Une délégation de la Fédération s’est rendue en Inde pour assister au congrès du syndicat NTUI. Compte rendu de Christian Pilichowski, en charge de l’activité «international».

Réunir près de 500 délégués (pour 1,3 million d’adhérents) au Kerala, à l’extrême sud-ouest de l’Inde, pour une organisation syndicale qui a moins de 10 ans est déjà en soi un exploit. Même lorsque l’on connait la taille du pays, on a du mal à s’imaginer que les délégués du Bengale occidental ou bien ceux du Cachemire ont mis plus de 80h de train pour arriver sur le lieu du congrès. Ceux de Delhi, dont les dirigeants du syndicat, ont eux mis plus de 40h. Les échanges se déroulent en 4 langues, les plus courantes parmi la vingtaine de langues officielles du pays, avec traduction en simultanées. Quand, en plus, les heures de délégation ou le droit à assister à un congrès syndical sont inexistants en Inde, c’est-à-dire que chacun est venu sur ses congés souvent sans solde, on ne peut qu’être en admiration devant tant de courage et de dévouement. Dans le même temps, c’est de nature à donner confiance à tous ceux qui par le monde luttent pour la mondialisation du progrès social. Même sans droit, il est possible de tenir un grand et beau congrès. C’est cela la démonstration que fait NTUI.
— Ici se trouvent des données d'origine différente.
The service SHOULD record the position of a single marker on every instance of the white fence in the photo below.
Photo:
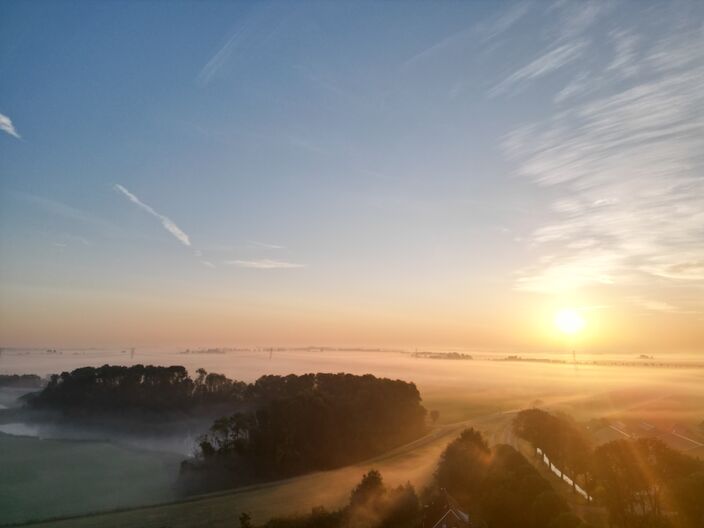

Avec environ 30% de femmes déléguées, ce qui montre l’engagement de NTUI pour la promotion de l’égalité des genres au sein de l’organisation, les 3 jours de travaux ont été marqués d’abord par les questions organisationnelles, plus que sur les questions d’orientations. Celles ci ont été longuement débattues lors des assemblées préparatoires qui se sont déroulées dans tout le pays lors de l’élection des délégués au congrès. Les thèmes revendicatifs qui reviennent dans les débats et qui font l’objet d’engagements sont :

– La syndicalisation des travailleurs précaires, c’est-à-dire plus de 60% des travailleurs dans l’industrie.

– L’augmentation des salaires et la création d’un salaire minimum

– Obtenir les mêmes droits et le même salaire quel que soit le type d’emploi (précaire, stable).

– Travailler à l’unité de la classe ouvrière, à l’action coordonnée des 11 centrales syndicales nationales.

– Travailler les convergences avec les syndicats dans le monde pour développer les luttes communes.

– L’égalité hommes femmes.

3 résolutions politiques sont débattues rapidement puis votées. En effet, la priorité des débats a plutôt été autour de l’élection des nouveaux dirigeants. Fait exceptionnel pour l’Inde, où habituellement les dirigeants syndicaux restent plusieurs dizaines d’année en place, NTUI a fait le choix d’un renouvellement régulier de ses instances. Ainsi le Président et le secrétaire général sont deux nouveaux camarades, le bureau est constitué de 6 membres dont 3 femmes, fait tout aussi exceptionnel dans ce pays.

NTUI s’est constitué au début des années 2000 en rupture avec le syndicalisme traditionnel Indien, très fortement et organiquement lié aux partis politiques. Il y a autant de syndicats «traditionnels» que de partis, à chaque scission d’un parti, succèdent la scission du syndicat. NTUI a réussi à s’imposer comme une force syndicale indépendante des partis politiques, des gouvernements et des employeurs et ainsi a pu jouer les facilitateurs entre les 11 principales centrales syndicales. Ce qui a débouché sur une grève générale unitaire début février contre les politiques néolibérales et les mesures d’austérité du gouvernement Indien.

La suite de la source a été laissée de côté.